Experimental Cholesterol Rx Effective for Those Who Can't Take Statins

Alirocumab lowered LDL cholesterol more than Zetia

(RxWiki News) An experimental medication called alirocumab might turn out to be more effective at lowering levels of LDL ("bad") cholesterol than other alternatives to statins. 

Cholesterol-lowering statins can cause serious side effects in some patients — including muscle and liver damage. As a result, these patients must turn to other medications to lower levels of LDL cholesterol.

According to findings presented at the American Heart Association's annual meeting, patients who took alirocumab for 24 weeks had a 45 percent drop in their LDL cholesterol levels.

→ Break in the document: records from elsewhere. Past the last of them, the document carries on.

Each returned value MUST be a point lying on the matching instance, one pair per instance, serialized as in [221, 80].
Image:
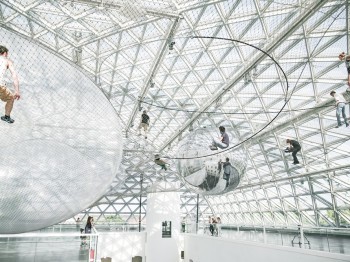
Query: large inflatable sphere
[65, 146]
[210, 172]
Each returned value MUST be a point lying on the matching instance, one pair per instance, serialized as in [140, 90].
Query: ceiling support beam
[109, 5]
[269, 48]
[288, 178]
[323, 106]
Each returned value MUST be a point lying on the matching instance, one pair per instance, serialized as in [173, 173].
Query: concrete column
[163, 205]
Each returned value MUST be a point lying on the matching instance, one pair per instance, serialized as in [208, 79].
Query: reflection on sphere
[63, 151]
[206, 175]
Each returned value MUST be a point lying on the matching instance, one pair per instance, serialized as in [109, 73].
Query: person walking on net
[346, 58]
[5, 94]
[294, 147]
[223, 141]
[144, 123]
[160, 162]
[340, 105]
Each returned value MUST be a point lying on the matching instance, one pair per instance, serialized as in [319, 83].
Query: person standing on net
[5, 94]
[223, 141]
[293, 147]
[144, 123]
[340, 105]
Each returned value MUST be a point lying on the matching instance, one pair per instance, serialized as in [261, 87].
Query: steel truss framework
[145, 50]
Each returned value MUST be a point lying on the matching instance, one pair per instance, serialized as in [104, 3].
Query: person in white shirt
[340, 104]
[5, 94]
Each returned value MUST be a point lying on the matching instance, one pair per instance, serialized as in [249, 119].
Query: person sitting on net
[342, 56]
[144, 123]
[223, 141]
[160, 162]
[340, 103]
[226, 166]
[294, 147]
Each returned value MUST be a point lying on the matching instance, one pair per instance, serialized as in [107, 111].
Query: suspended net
[64, 148]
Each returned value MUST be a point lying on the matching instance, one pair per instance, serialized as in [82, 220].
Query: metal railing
[335, 240]
[46, 245]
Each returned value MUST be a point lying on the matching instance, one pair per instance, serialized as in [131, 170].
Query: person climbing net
[160, 162]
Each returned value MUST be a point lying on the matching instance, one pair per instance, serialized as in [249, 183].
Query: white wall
[121, 247]
[163, 206]
[209, 249]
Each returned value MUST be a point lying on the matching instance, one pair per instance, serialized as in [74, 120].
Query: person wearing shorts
[5, 94]
[144, 123]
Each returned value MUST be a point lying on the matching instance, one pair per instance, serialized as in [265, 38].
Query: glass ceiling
[269, 80]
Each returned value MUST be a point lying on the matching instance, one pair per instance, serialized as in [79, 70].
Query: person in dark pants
[144, 123]
[293, 147]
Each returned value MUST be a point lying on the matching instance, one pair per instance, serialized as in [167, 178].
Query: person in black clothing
[226, 166]
[293, 147]
[144, 123]
[89, 225]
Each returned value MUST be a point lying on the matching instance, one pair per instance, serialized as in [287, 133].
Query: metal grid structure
[144, 54]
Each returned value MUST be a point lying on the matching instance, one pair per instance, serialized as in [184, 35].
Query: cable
[264, 127]
[285, 76]
[233, 113]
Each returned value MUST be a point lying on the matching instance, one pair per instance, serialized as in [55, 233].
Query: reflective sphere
[65, 147]
[210, 175]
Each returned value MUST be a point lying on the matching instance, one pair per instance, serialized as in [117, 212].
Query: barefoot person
[5, 94]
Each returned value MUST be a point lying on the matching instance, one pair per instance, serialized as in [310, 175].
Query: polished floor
[43, 250]
[322, 242]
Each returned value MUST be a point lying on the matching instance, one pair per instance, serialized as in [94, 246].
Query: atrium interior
[188, 130]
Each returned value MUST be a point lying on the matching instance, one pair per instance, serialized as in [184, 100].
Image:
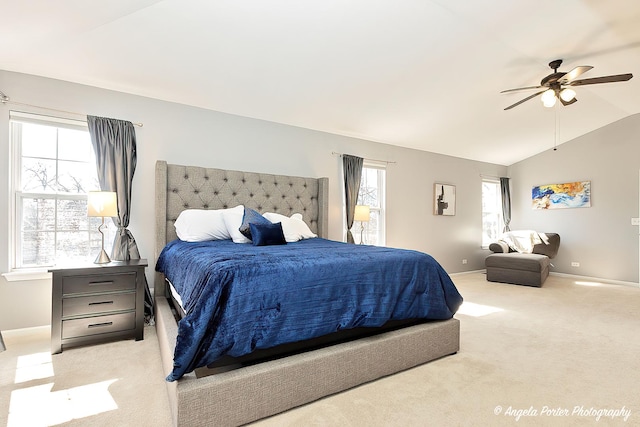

Patients who took Zetia, on the other hand, had a decrease in LDL levels of just 14.6 percent.

"[Alirocumab] is a more potent and more effective lipid lowering drug, getting patients to a goal by a 10-fold higher amount," said Dr. Patrick Moriarty, director of clinical pharmacology at the University of Kansas Medical Center, according to Reuters. "It just blows [Zetia] away."

"Medications such as Zetia or alirocumab work differently than statins. Statins work by reducing production of cholesterol, whereas these other medications prohibit absorption and distribution of cholesterol throughout the body," said E. Lee Carter, RPh, Clinical Pharmacy Specialist at the Department of Veterans Affairs in Prestonsbrug, Kentucky.

"Many patients cannot tolerate statins due to side effects, particularly muscle pain or weakness, which can be significant for a minority of patients. These alternative agents, in general, tend to be better tolerated and have relatively fewer side effects as compared to statins," Carter explained.

Although alirocumab performed better than Zetia in this study, it is a bit more of a hassle to administer. Alirocumab requires an injection once every two weeks, whereas Zetia and statins are oral medications.

According to Dr. Moriarty and team, these findings are good news for people who have serious side effects from statins.

Researchers from Sanofi and Regeneron Pharmaceuticals — the developers of alirocumab — were involved in this study led by Dr. Moriarty.

Research presented at conferences should be considered preliminary until published in a peer-reviewed journal.